12 Eylül referandum sonuçlarının bütün partiler tarafından yeniden okunduğunu görüyoruz. Siyaset sahnesinde AK Parti dahil olmak üzere bütün partiler arayış içinde. CHP'de açık biçimde örneğini gördüğümüz bu arayışın nitelikleri farklı olsa da; AK Parti'de de, MHP'de, BDP'de de yaşanan bu. Bu arayışlar nasıl sonuçlanacak?

Bu hafta Söyleşi-Yorum'da bu sorulara cevap aradık. Gazi Üniversitesi Öğretim Üyesi ve yazar Prof. Dr. Mümtazer Türköne ile konuştuk. Tabii Türköne ile konuşunca geçen hafta yaşanan öğrenci olayları ile ilgili yazılarını da konuşmadan edemedik. Türköne kullandığı “pataloji” kavramının öğrencilere yönelik olmadığını, kullanılan yöntemin patalojik olduğunu söyledi. Ve ekledi; “Bu şiddeti eleştirmemiz lazım, çünkü şiddet bulaşıcıdır”.


CHP'den başlayalım. Çok konuşuyoruz CHP'yi. Siz nasıl görüyorsunuz şu anki durumu?

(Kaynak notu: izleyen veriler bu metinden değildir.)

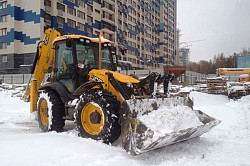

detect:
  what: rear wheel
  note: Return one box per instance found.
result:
[38,91,65,132]
[75,89,121,144]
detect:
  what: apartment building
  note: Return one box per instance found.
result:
[0,0,176,73]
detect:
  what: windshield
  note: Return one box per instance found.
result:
[76,39,114,70]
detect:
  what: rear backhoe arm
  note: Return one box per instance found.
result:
[23,28,61,113]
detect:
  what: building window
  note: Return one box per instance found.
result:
[0,1,7,9]
[67,6,76,16]
[0,42,7,49]
[0,28,7,36]
[68,19,76,28]
[2,55,8,63]
[77,10,85,19]
[78,22,84,31]
[78,0,85,8]
[0,15,7,22]
[56,2,65,12]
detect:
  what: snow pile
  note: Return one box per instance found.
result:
[0,88,250,166]
[138,105,202,139]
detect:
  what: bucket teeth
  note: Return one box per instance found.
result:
[121,97,220,155]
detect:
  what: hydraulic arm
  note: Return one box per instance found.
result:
[23,28,61,113]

CHP'de genel başkan değişikliği kamuoyu dikkatinin CHP'ye yönelmesine yol açtı. Bu ilgi ve dikkat çekme üzerine, siz partiyi geleneksel mecranın dışına çıkarabilir, dönüştürebilir ve yeni bir seçmen kitlesi ile buluşturabilirsiniz. CHP'nin elinde böyle bir fırsat var. Bugün Kılıçdaroğlu bize göstere göstere partinin eski yönetiminin tasfiye edildiğini ve yepyeni bir CHP'nin ortaya çıktığı göstermek zorunda. Bunu ister demokratik ister antidemokratik yöntemle yapsın, ama yapsın. Kılıçdaroğlu ancak böyle bir tasfiyeyi gerçekleştirdiği takdirde biz ortaya yeni bir CHP, yeni bir liderlik ve politika çıktı diyebileceğiz.

İYİ NİYET DÖNÜŞÜME YETMEZ
18 Aralık'ta CHP'de olağanüstü kurultay olacak. Gerçekleşebilir mi böyle bir dönüşüm?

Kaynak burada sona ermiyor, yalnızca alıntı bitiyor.